According to experts, as humans are tested in terms of genetic composition according to region, the variation has indeed signified a continuous decrease as the regions tested were farther from Africa (Lamb). At first this evidence does not seem to be conclusive at all and seems farfetched.
However, the experts have pointed out that the reason behind such trends in genetic variation is that throughout migration, the farther from the origin a location is, the lesser the resulting population (Lamb).
Given such an explanation, if the claim regarding migration dynamics is true then it may be considered as a truly well supported evidence for the claim that humans have originated from Africa.

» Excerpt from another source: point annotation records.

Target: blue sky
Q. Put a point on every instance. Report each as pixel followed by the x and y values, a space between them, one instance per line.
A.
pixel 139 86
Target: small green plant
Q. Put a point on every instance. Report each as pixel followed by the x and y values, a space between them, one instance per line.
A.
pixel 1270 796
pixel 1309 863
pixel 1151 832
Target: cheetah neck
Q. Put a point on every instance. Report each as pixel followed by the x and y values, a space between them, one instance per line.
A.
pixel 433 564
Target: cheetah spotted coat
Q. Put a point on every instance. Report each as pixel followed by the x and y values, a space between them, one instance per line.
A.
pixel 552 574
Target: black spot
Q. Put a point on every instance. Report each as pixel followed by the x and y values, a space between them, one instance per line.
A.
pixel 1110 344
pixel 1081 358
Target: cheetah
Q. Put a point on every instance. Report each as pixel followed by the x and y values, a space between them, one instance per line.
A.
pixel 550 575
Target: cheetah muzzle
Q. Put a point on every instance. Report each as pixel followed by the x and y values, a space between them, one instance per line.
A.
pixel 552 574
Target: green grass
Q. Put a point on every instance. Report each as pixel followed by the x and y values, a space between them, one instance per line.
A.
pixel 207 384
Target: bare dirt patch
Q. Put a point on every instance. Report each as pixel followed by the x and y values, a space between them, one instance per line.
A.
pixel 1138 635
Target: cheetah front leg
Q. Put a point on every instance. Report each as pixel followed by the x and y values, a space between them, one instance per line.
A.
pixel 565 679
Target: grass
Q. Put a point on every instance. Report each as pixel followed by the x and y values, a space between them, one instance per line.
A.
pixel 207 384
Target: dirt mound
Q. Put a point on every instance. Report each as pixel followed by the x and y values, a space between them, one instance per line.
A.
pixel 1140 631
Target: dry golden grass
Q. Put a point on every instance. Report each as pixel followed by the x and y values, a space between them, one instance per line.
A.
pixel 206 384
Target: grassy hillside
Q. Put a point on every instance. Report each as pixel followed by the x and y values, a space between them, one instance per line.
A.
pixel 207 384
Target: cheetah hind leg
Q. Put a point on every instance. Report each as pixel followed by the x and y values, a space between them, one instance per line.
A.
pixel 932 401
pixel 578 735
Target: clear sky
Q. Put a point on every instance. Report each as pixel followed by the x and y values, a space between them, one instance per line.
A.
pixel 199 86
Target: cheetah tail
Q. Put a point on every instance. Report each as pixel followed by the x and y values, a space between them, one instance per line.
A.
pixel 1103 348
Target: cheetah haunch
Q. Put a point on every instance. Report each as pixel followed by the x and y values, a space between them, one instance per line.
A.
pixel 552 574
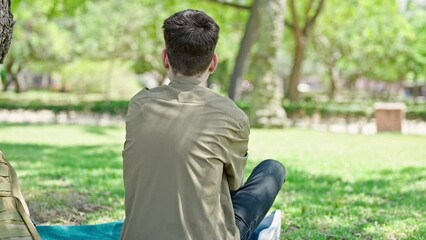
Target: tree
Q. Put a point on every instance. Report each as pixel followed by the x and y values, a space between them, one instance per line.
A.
pixel 6 28
pixel 301 22
pixel 368 39
pixel 266 101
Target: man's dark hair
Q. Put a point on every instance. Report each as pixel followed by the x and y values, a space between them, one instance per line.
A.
pixel 191 37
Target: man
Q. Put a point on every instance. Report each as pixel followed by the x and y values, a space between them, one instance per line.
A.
pixel 186 149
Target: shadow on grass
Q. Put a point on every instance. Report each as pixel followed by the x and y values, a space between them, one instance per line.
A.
pixel 387 205
pixel 64 184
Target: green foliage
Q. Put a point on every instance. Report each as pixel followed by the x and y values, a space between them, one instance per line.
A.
pixel 345 110
pixel 338 186
pixel 365 39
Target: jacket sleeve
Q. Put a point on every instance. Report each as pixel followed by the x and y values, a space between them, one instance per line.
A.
pixel 237 158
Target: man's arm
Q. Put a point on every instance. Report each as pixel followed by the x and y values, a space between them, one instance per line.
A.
pixel 237 159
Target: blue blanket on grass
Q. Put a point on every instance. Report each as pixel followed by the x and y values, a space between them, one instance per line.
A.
pixel 112 231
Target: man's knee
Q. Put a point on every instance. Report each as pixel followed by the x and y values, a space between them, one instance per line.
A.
pixel 276 168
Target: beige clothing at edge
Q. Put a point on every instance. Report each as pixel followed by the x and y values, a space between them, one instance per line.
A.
pixel 185 150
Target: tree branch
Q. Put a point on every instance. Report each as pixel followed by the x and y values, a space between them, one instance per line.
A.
pixel 308 9
pixel 230 4
pixel 310 22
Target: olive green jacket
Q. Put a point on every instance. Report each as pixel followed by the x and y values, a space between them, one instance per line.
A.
pixel 185 151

Upon searching for additional information, it has become evident that such migration patterns and dynamics are well accepted in the scientific community;
in fact one significant proof for such migration dynamics is the tendency of early humans to move out towards regions based on the once available paths which are mainly concentrated along the edges of the African continent (Grabianowski). In this sense, the concept that humans have indeed moved out from Africa is well supported and is definitely difficult to refute as the claim is supported by another claim that is widely accepted.
Another form of evidence is expected through fossil findings. In this evidence, the concept of evolution is of absolute significance. According to Charles Darwin, evolution is mainly described by similarities and differences in form, and the greater the similarities then the closer the organisms are in terms of evolutionary descent (Limson).

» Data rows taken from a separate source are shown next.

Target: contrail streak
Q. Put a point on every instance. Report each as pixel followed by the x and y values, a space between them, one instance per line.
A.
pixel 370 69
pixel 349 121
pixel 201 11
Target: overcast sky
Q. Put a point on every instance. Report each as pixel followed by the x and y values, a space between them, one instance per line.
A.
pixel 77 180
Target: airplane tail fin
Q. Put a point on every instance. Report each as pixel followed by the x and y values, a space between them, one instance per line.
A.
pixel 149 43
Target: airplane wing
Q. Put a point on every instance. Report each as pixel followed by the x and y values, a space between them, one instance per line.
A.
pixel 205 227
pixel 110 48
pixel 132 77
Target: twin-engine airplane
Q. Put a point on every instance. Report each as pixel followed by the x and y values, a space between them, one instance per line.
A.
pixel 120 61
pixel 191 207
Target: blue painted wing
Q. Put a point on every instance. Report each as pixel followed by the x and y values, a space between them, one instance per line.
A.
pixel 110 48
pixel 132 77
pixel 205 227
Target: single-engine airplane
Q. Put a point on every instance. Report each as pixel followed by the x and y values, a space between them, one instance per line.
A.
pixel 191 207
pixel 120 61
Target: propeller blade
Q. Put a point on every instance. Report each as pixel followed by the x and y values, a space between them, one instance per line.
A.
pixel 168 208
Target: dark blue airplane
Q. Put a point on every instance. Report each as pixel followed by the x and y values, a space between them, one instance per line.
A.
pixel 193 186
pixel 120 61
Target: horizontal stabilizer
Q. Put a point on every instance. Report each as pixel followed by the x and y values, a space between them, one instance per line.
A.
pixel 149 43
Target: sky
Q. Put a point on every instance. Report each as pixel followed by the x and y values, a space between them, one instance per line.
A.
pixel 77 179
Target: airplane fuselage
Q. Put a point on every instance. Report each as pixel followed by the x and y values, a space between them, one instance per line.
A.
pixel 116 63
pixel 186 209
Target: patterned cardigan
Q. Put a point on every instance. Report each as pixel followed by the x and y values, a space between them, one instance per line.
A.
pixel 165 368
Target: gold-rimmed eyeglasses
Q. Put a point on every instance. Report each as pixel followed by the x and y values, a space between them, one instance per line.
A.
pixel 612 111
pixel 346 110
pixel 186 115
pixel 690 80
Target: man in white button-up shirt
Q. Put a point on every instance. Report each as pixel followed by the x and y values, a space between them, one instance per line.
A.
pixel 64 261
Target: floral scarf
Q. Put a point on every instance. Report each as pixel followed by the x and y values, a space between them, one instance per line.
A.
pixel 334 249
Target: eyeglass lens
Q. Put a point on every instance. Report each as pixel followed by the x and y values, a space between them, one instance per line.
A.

In this sense, the discovery of a chimpanzee like hominid, Australopithecus africanus, was considered as a vital proof to the claim that humans have in a way evolved from chimpanzees and gorillas.
This was a reflection of the assumption of Darwin that since chimpanzees and gorillas are mainly found in Africa and the features of humans and such creatures are highly similar then humans probably have evolved at the same location as apes and gorillas (Limson).
Numerous discussions have been present regarding the similarities of humans to chimps in gorillas. In fact, it is not unusual to hear about how such creatures are also intelligent or how certain chimpanzees are capable of using tools as aid in various tasks much like humans.
Taking into consideration that it is generally documented that up to now, the main natural habitat of chimpanzees and gorillas is indeed the forests in Africa, and then this concept of evolution of humans to have started in Africa is quite likely to be true as it is well supported.
In contrast, since the concept of evolution itself is contested but at the same time widely accepted then if the theory of evolution is debunked then this evidence will also be invalidated, this scenario however is unlikely. Aside from this, a conflicting notion may also arise if other locations are discovered to have ancient chimpanzee or gorilla populations as well.
The third evidence in support of the concept of Africa being the sole human origin is in the form of ancient humans. Although similar to the previous evidence in which evolution is considered, unlike the previous evidence this pertains to the evolution of the hominid line.
Thus, according to researchers, the most ancient of fossilized remains of ancestral hominid species have been unearthed mainly from Africa (McKinney). In this sense, those fossils found in other regions of the world are considerably more recent relatives of the modern humans species.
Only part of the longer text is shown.